Stokey trader's 60 years of Church Street memories
In the six decades shopkeeper Errol Adem has lived in Stoke Newington he says its sense of community hasn’t wavered.
Errol, who runs N16 Flowers and The Green Room Café with his wife Oya, was born and raised here – he grew up in a four-storey Victorian House which stood where the fire station on Stoke Newington Church Street stands now.
He went to William Patten Primary School in the days when boys and girls were segregated (the girls’ playground was on the roof) and when children got the cane.

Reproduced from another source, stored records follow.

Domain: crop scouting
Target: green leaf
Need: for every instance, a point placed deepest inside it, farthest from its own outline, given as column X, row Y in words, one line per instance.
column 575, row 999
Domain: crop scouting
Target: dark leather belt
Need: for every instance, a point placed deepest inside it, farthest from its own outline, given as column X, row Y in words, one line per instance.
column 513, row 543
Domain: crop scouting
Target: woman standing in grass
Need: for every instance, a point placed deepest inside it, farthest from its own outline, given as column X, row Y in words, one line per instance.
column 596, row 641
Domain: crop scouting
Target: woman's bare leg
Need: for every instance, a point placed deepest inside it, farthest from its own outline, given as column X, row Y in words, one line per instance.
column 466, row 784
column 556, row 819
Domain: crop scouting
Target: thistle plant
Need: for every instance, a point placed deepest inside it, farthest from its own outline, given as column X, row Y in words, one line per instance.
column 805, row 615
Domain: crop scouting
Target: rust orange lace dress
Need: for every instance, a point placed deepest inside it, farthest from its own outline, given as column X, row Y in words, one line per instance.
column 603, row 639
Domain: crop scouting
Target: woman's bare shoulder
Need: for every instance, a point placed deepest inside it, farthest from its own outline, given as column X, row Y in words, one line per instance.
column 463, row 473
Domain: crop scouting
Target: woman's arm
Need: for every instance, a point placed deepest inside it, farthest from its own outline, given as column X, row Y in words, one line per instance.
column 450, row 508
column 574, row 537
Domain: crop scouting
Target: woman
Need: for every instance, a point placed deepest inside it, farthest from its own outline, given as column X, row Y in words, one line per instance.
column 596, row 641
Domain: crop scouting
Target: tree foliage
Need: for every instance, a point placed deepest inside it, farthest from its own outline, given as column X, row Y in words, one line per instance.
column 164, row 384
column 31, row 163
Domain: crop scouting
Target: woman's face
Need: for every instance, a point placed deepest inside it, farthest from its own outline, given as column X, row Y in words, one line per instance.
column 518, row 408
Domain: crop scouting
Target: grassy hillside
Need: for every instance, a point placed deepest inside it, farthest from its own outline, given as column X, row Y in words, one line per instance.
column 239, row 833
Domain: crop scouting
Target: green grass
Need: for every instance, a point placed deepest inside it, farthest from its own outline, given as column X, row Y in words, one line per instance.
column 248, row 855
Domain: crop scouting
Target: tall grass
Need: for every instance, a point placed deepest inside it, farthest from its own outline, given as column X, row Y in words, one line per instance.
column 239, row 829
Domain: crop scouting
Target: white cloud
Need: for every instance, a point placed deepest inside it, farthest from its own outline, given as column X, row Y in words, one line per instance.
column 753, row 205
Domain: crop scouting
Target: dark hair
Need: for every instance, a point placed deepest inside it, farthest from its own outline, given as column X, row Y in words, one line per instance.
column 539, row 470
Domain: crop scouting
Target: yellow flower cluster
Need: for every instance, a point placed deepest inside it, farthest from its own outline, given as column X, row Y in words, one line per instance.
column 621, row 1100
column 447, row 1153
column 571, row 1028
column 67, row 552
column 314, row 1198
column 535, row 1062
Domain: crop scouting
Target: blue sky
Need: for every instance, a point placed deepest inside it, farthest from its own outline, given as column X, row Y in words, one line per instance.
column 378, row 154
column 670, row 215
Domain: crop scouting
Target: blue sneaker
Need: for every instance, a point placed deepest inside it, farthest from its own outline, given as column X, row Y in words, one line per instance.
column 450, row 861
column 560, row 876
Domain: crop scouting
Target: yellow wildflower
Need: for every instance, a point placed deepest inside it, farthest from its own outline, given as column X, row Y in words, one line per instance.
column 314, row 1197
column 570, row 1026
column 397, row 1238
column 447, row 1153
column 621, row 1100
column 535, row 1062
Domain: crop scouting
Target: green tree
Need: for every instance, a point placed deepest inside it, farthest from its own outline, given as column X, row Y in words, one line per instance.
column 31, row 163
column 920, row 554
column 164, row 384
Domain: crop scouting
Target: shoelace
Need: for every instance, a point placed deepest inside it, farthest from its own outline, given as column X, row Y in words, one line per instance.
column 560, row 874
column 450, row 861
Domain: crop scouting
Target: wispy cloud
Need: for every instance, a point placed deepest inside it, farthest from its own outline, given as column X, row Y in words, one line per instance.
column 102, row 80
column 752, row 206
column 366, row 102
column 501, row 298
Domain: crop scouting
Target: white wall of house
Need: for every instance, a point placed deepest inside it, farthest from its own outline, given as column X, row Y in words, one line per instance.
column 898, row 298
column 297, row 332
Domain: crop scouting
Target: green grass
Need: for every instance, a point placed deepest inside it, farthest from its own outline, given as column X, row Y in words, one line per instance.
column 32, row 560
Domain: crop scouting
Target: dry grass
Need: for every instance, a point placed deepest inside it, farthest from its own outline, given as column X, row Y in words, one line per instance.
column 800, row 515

His father Ibrahim, who immigrated from Cyprus in 1949, was a cabinet maker and sold furniture from his shop at 86 Church Street (next to Olive Loves Alfie). Errol went on to pursue a career in printing until the 90s when in the midst of the crash the stress of having to make redundancies became too much.
(Green Room Cafe and N16 Flowers)
He said: “I owned a shop on Church Street which I rented out to a florist – when they decided to call it a day I took it over. I’d never been planning to run a flower shop but it has been good. People who buy flowers are nice people – you don’t get stressed working with flowers.
“We opened the café two years ago and it’s going well – it’s hard work and we’re always trying to improve. If I had one wish it would be that people forget about their phones and enjoy each other’s company.”
"People who buy flowers are nice people
– you don’t get stressed working with flowers."
Asked about the changes Stoke Newington has seen in his lifetime, Errol replied: “Church Street has changed dramatically but one thing it has never lost is its community spirit; it had it when it was a real blue-collar worker area and has it still now that it’s very middle class. The reason for that is because we have small, independent shops which work well off residential streets.
“People walk around and meet their local shopkeepers, and in turn we shopkeepers notice if someone is not on the street who usually would be. We are the old-fashioned Whats-app; we know what’s happening on the street and if Mrs Jones doesn’t buy her morning paper one day, we start asking around and we check on her.
“There is still a lot of crime here – it’s hidden with all the good façade we’ve got but there are dark sides to Stoke Newington. It was incredibly dark in the 80s though and even when my Dad was here in the 50s the big gangs were around – if you went out in the evening there’s no way a taxi driver would agree to bring you back.”
Errol met Oya at a friend’s house and they married in 1984. They have two children aged in their 20s, one of whom is a pastry chef at the Ritz and the other qualified as a barrister and now works as a teacher. In her earlier career Oya worked as a hairdresser and studied catering at college.
N16 Flowers and The Green Room Café are among the dozens of independent businesses offering discounts to members of the Local Buyers Club. The Club, which includes a discount card, encourages people to live locally, whilst saving customers money.